OpenTissue::math::polar_decomposition Namespace Reference

Functions
template<typename matrix3x3_type >
bool	eigen (matrix3x3_type const &A, matrix3x3_type &R, matrix3x3_type &S)
template<typename matrix3x3_type >
bool	newton (matrix3x3_type const &A, matrix3x3_type &R, unsigned int max_iterations, typename matrix3x3_type::value_type const &threshold)

---

Function Documentation

template<typename matrix3x3_type >

bool OpenTissue::math::polar_decomposition::eigen	(	matrix3x3_type const &	A,
		matrix3x3_type &	R,
		matrix3x3_type &	S
	)			[inline]

template<typename matrix3x3_type >

bool OpenTissue::math::polar_decomposition::newton	(	matrix3x3_type const &	A,
		matrix3x3_type &	R,
		unsigned int	max_iterations,
		typename matrix3x3_type::value_type const &	threshold
	)			[inline]

This method is rather bad, it is iterative and there is no way of telling how good the solution is. thus we recommend the eigen method for polar decomposition.
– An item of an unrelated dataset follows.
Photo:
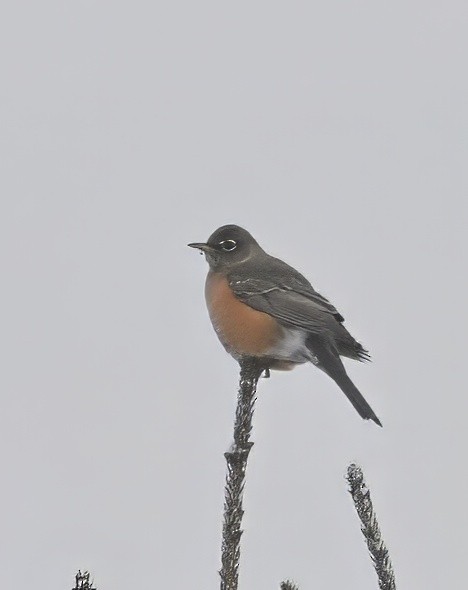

Polar Decomposition as described by Shoemake and Duff in ``Matrix Animation and Polar Decomposition''

A = R S

Where R is a special orthogonal matrix (R*R^T = I and det(R)=1)

Set R_0 = A Do R_{i+1} = 1/2( R_i + R^{-T}_i ) Until R_{i+1}-R_i = 0

Returns:

If a solution was found within the specified threshold value then the return value is true otherwise it is false.